[caption id="attachment_85108" align="alignleft" width="300" caption="ilustrasi (kompas.com)"][/caption]
Jangan-jangan pengambilan kosa kata "amuk" menjadi kata sifat atau keterangan dalam perbendaharaan Bahasa Inggris, menggambarkan karakter sebagian rakyat bangsa Indonesia. Setahu saya, hanya ada dua kata dalam bahasa Indonesia yang dialihkan ke aksara Inggris. Yaitu "orangutan" (kera besar di pulau Kalimantan dan Sumatera) dan amuk sendiri. Untuk kata amok, arti kata adjektivanya adalah frenzied as if possessed by a demon (gaduh seperti kerasukan setan). Sedangkan untuk kata keterangan, artinya adalah Wildly; without self-control (deengan liar; tanpa pengendalian diri). Dua arti kata tersebut, saya ambil dari kamus digital Wordweb Princeton University. Adakah hubungannya antara kedua kata tersebut? Saya tidak akan membahas ke arah sana.
Apa yang digambarkan makna kata amok tersebut dapat kita lihat dalam peristiwa kericuhan di gedung DPR kemarin (02/03/10). sangat-sangat tidak mengindahkan etika politik yang benar. Sebagian para wakil rakyat malah menampilkan karakter dasar leluhur manusia ala Darwin. Yakni marah, menyalahkan orang lain dan sifat primitif lainnya. Bagaimana dengan rakyat Indonesia sendiri? Apakah aksi demontrasi yang berakhir ricuh pada hari yang sama juga juga mendeskripsikan warga Indonesia yang mudah marah?

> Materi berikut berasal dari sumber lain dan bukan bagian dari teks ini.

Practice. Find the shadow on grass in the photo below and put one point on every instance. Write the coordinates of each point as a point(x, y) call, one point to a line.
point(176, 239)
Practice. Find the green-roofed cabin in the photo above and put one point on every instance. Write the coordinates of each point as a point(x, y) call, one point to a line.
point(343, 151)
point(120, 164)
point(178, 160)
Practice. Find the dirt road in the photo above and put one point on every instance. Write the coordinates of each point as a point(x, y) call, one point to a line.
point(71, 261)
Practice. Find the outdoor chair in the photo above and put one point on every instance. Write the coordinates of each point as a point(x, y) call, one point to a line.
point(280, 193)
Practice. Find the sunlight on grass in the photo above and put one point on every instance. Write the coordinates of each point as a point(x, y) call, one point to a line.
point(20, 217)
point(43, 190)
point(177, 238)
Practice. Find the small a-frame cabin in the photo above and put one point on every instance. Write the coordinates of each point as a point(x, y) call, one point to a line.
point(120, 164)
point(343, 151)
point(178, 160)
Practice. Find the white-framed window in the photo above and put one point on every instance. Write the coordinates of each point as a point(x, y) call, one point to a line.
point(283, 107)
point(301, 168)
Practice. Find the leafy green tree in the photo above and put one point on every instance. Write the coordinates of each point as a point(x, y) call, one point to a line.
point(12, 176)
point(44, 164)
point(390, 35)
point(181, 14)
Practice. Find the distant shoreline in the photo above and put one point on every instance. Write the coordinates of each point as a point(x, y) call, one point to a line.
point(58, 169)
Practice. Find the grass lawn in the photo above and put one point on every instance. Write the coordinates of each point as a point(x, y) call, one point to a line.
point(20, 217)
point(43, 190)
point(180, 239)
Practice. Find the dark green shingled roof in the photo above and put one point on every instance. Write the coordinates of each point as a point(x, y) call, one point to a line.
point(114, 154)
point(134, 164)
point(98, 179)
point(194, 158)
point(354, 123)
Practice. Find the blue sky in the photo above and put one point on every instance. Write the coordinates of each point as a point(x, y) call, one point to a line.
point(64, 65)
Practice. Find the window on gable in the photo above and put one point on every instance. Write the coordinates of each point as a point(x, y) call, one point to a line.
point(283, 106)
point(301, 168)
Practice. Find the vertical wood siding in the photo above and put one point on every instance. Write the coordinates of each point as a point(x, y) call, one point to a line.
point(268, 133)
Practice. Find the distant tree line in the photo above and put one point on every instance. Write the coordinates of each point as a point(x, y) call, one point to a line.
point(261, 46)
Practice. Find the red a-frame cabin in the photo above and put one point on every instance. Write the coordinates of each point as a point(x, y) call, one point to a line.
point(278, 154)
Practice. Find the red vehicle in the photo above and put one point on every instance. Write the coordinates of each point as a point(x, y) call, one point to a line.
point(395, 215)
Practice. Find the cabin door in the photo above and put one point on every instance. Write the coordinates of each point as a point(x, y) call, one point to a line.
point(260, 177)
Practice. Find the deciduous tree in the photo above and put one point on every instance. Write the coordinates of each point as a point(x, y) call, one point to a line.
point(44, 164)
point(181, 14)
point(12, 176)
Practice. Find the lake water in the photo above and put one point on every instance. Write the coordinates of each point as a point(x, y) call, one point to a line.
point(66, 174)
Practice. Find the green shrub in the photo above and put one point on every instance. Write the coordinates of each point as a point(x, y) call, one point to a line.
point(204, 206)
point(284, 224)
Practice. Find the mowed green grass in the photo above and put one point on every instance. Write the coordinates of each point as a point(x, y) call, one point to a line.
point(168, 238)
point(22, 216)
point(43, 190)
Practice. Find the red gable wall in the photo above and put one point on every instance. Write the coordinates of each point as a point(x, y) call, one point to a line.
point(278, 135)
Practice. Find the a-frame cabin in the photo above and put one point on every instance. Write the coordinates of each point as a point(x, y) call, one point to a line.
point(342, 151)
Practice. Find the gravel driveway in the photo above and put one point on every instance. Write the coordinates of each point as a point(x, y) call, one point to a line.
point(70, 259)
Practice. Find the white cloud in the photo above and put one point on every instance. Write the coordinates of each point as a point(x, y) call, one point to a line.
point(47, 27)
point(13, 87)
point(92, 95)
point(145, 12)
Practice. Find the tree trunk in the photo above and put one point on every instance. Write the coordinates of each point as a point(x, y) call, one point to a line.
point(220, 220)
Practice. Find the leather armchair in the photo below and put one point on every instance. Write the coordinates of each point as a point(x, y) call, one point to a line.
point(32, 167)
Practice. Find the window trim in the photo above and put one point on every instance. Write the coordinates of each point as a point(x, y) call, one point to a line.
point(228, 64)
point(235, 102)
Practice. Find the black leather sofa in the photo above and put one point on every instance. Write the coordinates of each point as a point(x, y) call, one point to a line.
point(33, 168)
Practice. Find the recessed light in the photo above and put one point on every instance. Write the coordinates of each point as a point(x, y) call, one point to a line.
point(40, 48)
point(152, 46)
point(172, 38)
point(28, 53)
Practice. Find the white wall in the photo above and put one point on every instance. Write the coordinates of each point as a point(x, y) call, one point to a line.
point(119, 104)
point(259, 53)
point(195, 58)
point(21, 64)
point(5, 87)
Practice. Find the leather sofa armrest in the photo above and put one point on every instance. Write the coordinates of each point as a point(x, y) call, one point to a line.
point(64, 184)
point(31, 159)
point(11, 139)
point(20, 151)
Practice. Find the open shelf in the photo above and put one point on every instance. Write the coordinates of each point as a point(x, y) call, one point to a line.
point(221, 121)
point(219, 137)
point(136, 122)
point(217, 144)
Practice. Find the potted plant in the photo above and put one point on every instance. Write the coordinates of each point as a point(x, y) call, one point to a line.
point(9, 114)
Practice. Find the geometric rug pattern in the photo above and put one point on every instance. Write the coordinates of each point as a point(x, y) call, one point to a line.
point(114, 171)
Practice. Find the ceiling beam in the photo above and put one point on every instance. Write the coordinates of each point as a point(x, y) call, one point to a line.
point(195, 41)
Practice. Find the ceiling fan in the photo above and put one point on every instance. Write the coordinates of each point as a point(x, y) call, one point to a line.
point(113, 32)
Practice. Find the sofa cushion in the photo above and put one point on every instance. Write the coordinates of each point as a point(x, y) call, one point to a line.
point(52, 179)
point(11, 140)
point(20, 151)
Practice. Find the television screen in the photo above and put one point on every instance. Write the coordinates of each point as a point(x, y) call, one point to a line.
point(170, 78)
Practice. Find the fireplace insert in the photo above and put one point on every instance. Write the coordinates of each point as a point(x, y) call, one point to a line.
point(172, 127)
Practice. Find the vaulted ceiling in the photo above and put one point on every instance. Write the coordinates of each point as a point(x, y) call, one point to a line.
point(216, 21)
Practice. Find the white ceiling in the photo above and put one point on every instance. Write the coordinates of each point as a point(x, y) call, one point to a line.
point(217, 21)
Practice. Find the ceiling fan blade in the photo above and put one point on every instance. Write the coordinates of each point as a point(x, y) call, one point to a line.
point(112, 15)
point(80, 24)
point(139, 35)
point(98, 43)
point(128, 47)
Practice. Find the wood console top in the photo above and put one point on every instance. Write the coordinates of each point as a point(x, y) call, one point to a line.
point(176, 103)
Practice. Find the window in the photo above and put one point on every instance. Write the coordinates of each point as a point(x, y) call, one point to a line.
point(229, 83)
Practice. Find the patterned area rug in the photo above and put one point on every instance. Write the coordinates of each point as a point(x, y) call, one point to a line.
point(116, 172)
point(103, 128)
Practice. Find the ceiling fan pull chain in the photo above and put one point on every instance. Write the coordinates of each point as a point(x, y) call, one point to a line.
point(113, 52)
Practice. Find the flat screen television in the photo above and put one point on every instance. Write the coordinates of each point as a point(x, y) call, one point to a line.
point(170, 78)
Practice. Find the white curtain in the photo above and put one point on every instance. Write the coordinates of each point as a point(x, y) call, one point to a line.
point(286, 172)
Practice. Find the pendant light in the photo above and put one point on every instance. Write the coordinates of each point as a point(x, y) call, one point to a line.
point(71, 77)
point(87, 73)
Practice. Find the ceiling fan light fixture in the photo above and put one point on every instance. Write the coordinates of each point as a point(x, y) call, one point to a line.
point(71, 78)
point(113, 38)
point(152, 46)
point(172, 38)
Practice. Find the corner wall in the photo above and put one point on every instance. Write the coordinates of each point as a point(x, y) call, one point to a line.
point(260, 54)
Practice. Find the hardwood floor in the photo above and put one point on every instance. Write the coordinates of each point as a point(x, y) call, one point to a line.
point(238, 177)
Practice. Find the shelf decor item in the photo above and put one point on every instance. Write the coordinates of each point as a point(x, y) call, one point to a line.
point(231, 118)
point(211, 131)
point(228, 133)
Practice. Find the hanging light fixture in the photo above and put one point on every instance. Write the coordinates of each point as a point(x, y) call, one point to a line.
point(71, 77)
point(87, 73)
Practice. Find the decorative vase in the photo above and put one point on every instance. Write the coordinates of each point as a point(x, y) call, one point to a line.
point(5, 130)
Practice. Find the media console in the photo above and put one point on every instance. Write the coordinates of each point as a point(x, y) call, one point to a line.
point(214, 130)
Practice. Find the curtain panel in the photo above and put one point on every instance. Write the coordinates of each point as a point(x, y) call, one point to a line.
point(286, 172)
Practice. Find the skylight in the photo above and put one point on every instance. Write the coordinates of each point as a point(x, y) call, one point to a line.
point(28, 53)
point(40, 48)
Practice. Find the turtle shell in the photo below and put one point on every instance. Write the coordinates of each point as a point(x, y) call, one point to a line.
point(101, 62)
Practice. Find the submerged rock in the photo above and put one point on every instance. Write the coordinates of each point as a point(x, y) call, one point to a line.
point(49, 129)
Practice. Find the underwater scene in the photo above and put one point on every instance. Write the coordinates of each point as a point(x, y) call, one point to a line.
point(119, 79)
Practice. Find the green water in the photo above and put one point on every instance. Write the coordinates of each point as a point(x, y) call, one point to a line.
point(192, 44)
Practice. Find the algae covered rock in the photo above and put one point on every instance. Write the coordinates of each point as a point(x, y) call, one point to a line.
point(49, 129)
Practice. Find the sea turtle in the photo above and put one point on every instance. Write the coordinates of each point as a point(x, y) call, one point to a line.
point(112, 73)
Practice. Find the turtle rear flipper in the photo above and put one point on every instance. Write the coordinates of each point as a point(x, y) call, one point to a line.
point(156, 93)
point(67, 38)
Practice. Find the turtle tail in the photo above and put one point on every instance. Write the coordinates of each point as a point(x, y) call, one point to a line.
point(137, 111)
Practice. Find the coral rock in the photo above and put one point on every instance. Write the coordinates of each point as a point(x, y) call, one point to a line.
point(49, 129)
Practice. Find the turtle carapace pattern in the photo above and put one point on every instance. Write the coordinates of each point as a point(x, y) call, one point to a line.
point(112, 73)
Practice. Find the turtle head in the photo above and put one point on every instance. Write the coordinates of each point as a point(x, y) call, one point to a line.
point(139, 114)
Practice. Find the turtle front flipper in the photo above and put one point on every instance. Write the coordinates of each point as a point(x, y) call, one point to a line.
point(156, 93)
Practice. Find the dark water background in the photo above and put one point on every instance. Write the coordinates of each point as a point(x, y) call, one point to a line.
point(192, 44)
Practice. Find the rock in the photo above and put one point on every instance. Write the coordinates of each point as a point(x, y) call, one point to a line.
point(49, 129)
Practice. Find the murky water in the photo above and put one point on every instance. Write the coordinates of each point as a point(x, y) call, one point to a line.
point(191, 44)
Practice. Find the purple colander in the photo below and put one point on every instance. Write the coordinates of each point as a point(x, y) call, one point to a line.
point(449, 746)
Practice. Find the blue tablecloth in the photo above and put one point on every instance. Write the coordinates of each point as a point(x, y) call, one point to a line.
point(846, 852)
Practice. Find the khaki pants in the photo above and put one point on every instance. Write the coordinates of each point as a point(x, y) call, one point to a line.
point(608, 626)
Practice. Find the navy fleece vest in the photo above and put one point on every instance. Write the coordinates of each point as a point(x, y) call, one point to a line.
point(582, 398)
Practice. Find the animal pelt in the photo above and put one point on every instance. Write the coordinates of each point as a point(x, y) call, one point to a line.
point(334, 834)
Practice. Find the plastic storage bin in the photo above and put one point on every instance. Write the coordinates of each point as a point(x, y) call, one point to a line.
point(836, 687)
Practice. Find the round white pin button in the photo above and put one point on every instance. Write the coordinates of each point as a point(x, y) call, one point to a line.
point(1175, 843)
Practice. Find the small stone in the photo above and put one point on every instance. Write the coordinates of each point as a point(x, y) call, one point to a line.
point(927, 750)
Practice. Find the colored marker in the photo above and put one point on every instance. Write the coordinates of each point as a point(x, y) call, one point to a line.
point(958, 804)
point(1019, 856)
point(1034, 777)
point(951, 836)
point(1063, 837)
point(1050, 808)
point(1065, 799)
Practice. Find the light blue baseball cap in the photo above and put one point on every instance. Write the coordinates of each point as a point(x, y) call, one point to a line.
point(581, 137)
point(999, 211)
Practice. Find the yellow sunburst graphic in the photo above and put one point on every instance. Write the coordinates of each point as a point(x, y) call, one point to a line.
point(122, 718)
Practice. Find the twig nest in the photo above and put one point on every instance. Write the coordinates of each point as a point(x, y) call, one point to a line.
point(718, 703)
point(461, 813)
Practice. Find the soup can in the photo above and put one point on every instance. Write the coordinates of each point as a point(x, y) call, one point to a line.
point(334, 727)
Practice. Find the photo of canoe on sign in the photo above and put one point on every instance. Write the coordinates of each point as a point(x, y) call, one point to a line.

Kemana pelajaran moral yang kita pelajari dari berbagai kearifan lokal berbagai budaya di Indonesia? Belum lagi ditambah segala kearifan agama. Kearifan lokal mencerminkan ajaran budi pekerti yang diwariskan dari mulut ke mulut melalui orangtua atau lingkungan kita. Coba perhatikan berbagai suku dari Sabang sampai Merauke, banyak kearifan lokal kita yang mengajarkan bagaimana norma kehidupan itu. Walaupun saat ini memasuki era modern, masih banyak pembaca menyerap sebagian kearifan lokal. Tidak hanya pembaca, para politisi, negarawan dan rakyat kebanyakan juga masih banyak yang merasakannya.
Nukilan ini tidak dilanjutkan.